This dissertation aims to elucidate the molecular-level mechanisms controlling relaxation dynamics in polyester-based vitrimer systems engineered for scalable manufacturing. A fast-relaxing vitrimer matrix was designed by incorporating dynamic ester linkages between rigid aromatic precursors (hard segments) and soft, rubbery components (soft segments), forming a dual-phase architecture that exhibits high mechanical toughness and robustness due to the rigid domains, while enabling rapid reprocessability and recyclability upon thermal activation via the flexible segments. The dynamic ester-based functionalities of this vitrimer matrix were further exploited to fabricate hierarchically structured fiber-reinforced composites (FRCs) that demonstrate exceptional mechanical strength and closed-loop recyclability, driven by reversible covalent interactions between hydroxyl-rich fibers and the vitrimeric ester matrix.
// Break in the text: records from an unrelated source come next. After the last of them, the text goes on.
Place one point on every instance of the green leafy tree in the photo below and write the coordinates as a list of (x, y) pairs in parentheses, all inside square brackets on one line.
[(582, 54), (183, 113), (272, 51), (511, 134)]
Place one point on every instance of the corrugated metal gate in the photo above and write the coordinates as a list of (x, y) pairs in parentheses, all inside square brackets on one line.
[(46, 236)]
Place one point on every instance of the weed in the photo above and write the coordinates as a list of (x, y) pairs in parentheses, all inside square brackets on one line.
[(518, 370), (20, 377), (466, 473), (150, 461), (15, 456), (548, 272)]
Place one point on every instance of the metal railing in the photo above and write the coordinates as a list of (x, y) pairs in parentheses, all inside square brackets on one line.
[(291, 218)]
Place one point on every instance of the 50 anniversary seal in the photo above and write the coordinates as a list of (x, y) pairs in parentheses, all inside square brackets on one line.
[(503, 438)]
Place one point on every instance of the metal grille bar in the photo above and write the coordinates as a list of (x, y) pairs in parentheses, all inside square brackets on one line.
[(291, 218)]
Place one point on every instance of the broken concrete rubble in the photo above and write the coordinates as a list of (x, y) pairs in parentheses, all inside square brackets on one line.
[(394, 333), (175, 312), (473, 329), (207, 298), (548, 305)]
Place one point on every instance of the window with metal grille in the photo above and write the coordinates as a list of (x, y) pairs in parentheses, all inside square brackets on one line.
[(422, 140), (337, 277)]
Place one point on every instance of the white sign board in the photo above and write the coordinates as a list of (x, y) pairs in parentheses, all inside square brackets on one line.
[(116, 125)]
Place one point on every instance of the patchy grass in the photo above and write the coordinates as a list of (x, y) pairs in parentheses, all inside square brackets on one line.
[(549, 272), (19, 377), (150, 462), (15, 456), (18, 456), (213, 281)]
To develop a comprehensive understanding of relaxation dynamics beyond chemical exchange phenomena, model systems were synthesized to isolate and analyze key parameters such as crosslink density, spatial bond orientation, and proximity of exchangeable sites. Furthermore, novel non-invasive spectroscopic methodologies, including low-field NMR and AFM-based nanoIR, were developed to accurately determine the topology freezing temperature (Tv) in vitrimers, effectively decoupling chemical bond exchange dynamics from local segmental motion.

The findings presented herein aim to advance fundamental understanding of molecular determinants governing bond-exchange and relaxation dynamics in ester-based vitrimer systems. These insights not only inform the rational design of vitrimer networks with tunable processability and performance but also provide guiding principles for scalable manufacturing of next-generation recyclable and repairable polymer composites.